Tend to the Flock, but care for the individual – “Shepherds, like the sheep themselves, learn quickly that the path to success depends on tending to the flock but caring for the individual. Providing clean water, ample forage and shelter to an entire flock is essential to maintaining the health of the flock. But the success of a shepherd or shepherdess is in the compassion they have for each individual. This means being able to identify a sick or injured sheep or lamb within a flock of hundreds or thousands of sheep. Assisting with the birth of a lamb when needed, caring for a lamb orphaned by its mother, providing the expectant mother with enhanced nutrition or weaning a lamb in a compassionate manner are all part of that job. The more concern the shepherd has for the individuals who are in need of health care, supplemental food assistance or individual attention, the healthier the flock and the more profitable the whole operation is. (This lesson applies to more than a flock of sheep.)”  (Modern Farmer, Ten Things I Learned From Lambs, Craig Rogers, Border Springs Farm, Patrick Springs, VA.)

In capturing the heart of Jesus’ words through the whole of John chapter 10, we are met by an extreme kind of love and connection that this Shepherd has for and with his sheep. Shepherding in 1st century Palestine was a highly personal occupation and a 24/7 commitment.  There was no sharper image of a tragedy for the ancient mind than that of sheep without a shepherd.

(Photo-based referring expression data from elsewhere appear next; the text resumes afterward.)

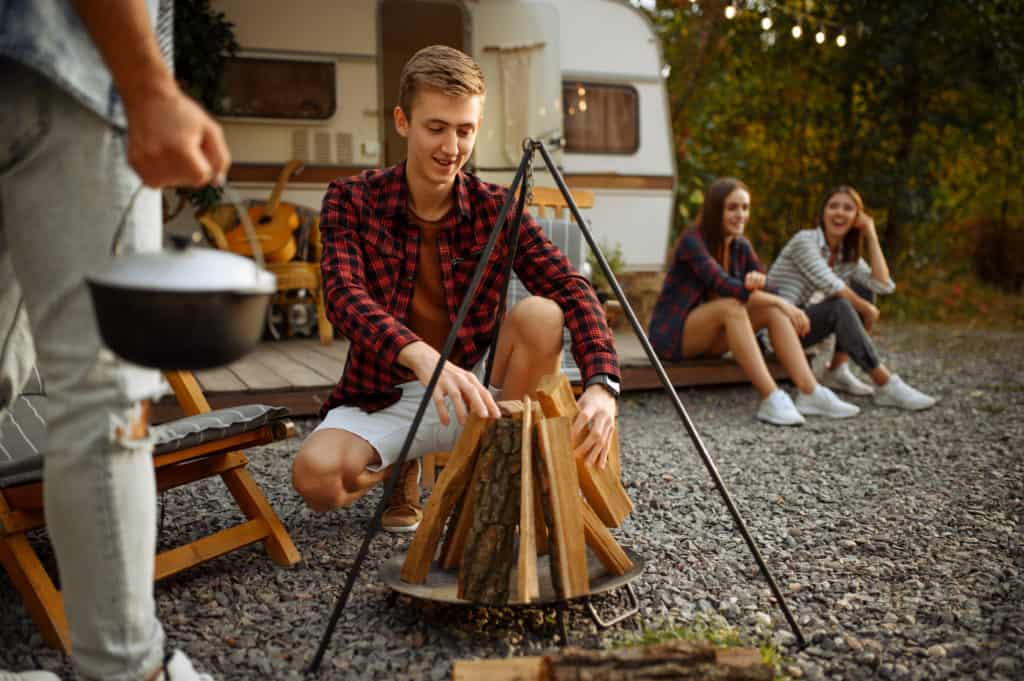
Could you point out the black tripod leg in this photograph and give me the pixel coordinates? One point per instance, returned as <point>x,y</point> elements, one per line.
<point>667,383</point>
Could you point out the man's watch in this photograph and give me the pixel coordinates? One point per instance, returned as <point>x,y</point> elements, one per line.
<point>607,382</point>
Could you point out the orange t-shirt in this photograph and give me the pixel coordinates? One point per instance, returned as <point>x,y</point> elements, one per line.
<point>428,313</point>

When he saw the crowds, he had compassion for them, because they were harassed and helpless, like sheep without a shepherd.  (Matt 9:36)

For me, the clincher, the part of Jesus’ teaching here that urges us to throw our hearts and arms wide open to being compared to a sheep, comes from the very opening of John chapter 10.  While the neediness of any sheep is a fact of nature, the love of this shepherd reaches beyond the created to the heart of our creator. In verse 3,  “The shepherd calls his own sheep by name and leads them out.” What a powerful image. The shepherd walks into the midst of the flock, knows each sheep by name, calls it out, walks ahead, and waits for each one of them to follow.   Here we are given an intimate familiarity.  As a young child I remember my Grandfather speaking gently to each of his Holstein dairy cows during the early morning milking time.  It was a hands on job, and they trusted his hands and his voice.  The Shepherds of Palestine often named their sheep according to their characteristics, even as we might do with a family pet to this day.  “Here Fluffy, come on Straggly, follow me Runny Nose, Dinner time Big Ears…”  While it’s always possible that sheep can be beckoned with “come Dasher, come Donner, come Prancer and Vixen”, I highly doubt it happened in A.D. 30.

This entire section of pastoral imagery continuing through verse 18, embedded within a time of conflict in Jesus’ ministry, reminds us of our intimacy with God through every time of conflict in our own lives. Our being fully known by God, that we’ve been given in Jesus our Good Shepherd. Through his picture of the good shepherd and the canny, intuitive sheep, Jesus is preaching to us that we can trust and build our foundation upon the promise that the Great Mystery, the Ground of All Being, the One who is over and above, all-powerful, everywhere present, incomprehensible and undefinable, that that God knows each of us by our name. “Jesus knows us just as well as he knows his Father – with intimate knowledge.  This is one of the most staggering suggestions to be found anywhere in Scripture.”  (Preaching the Word- John, That You May Believe, R. Kent Hughes, p. 269)

“I am the good shepherd,” Jesus claims in these verses. The one who knows you by name. The one who calls you and leads you out. The one who created you and abides within you and will not forsake you, especially not in these days of chaos and uncertainty and loneliness. “I am the good shepherd”, Jesus says, the one who lays down his own life for the sheep.  Take comfort that even if we don’t feel very wise at times, Jesus promises us we will recognize the Shepherd’s voice as he calls and, if we will listen to the Spirit that dwells within us, we will not follow a stranger. May we find courage in the promise that Jesus goes ahead of us always and that he holds our life now and forever.